C. vagus is known to be both carnivorous and aphidicolous (living in a mutualistic relationship with aphids and feeding upon the honeydew these smaller insects release from the terminations of their alimentary canals).[1][4]

Range

This species is especially prevalent in Central Europe but has an overall range from southern Scandinavia to north-western Africa and from Portugal to Altai, Mongolia.[1][5] Evidence of this species in Northern Europe is scattered and isolated; Southwards it is more common. In Norway, an extreme area of its range, is a rare and often overlooked species. There are few records of C. vagus in Sweden and Finland, and many of these are outdated.[1]

Habitat

The colonies are commonly found in dry habitats, especially open forests and forest edges.[1] C. vagus most typically builds its nests in dead wood, but colonies can also be founder under stones.[1][2] An average colony has 1,000 to 4,000 workers, but larger colonies contain up to 10,000 individuals.[1]

Common names

C. vagus, like all ants in genus Camponotus, may be referred to by the English language common name "carpenter ant" but it is known by other names across its range.[1] In the Netherlands, for example, this species is known in Dutch as zwarte reuzenmier, i.e. "black giant ant."[5]

Bee paralysis virus

In 2008, the Chronic bee paralysis virus (CBPV) was reported for the first time in this species and another species of ant, Formica rufa.
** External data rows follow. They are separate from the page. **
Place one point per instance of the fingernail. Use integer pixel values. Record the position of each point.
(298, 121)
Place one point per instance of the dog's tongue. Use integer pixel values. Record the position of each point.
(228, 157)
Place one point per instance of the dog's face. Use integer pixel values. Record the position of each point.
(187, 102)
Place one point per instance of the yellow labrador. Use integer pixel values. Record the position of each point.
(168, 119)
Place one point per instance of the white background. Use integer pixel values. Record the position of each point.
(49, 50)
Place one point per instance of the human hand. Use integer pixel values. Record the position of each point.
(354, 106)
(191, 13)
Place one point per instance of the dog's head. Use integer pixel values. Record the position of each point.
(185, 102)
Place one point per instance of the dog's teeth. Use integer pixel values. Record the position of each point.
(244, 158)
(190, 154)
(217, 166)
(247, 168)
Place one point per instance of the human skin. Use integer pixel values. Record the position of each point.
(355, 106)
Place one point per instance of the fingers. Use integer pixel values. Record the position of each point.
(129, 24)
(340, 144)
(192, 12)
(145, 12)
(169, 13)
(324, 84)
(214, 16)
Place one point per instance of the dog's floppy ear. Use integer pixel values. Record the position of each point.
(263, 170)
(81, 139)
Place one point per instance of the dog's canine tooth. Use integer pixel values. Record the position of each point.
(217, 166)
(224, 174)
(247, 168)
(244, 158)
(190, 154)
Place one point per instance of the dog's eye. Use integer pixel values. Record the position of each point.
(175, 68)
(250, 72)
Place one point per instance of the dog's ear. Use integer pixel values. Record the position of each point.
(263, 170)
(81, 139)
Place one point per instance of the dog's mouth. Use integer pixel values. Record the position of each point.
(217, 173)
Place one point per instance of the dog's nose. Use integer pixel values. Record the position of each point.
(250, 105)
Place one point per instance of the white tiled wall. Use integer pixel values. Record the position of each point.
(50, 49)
CPPV affects bees, ants, and mites.[6]

Taxonomic History

vagus. Formica vaga Scopoli, 1763: 312 (w.) AUSTRIA. Latreille, 1802c: 96 (w.q.m.). Hauschteck, 1961: 221 (k.). Combination in Camponotus: Roger, 1863b: 1; in C. (Camponotus): Forel, 1914a: 266. [Misspelled as vagans: Emery, 1891b: 20.] Subspecies of herculeanus: Emery, 1896d: 372; Emery, 1908a: 185; Bondroit, 1910: 488. Revived status as species: Ruzsky, 1905b: 241; Forel, 1915d: 68; Emery, 1916b: 225; Emery, 1920b: 255; Finzi, 1924a: 14; Karavaiev, 1927c: 275; Finzi, 1930d: 317; Santschi, 1931a: 11; Stitz, 1939: 246. See also: Yasumatsu & Brown, 1951: 31; Arnol'di & Dlussky, 1978: 551; Atanassov & Dlussky, 1992: 214. Senior synonym of pubescens: Olivier, 1792: 492; Emery, 1891b: 20; Forel, 1892i: 306; of fuscoptera: Latreille, 1802c: 96; of kodorica: Radchenko, 1997a: 558. Current subspecies: nominal plus ifranensis.[5]

As just noted, Camponotus vagus ifranensis (Cagniant, 1987) is recognized as a subspecies. Previously identified subspecies Camponotus vagus kodoricus (Forel, 1913) and Camponotus vagus vagus (Scopoli, 1763) are no longer recognized.[5][7]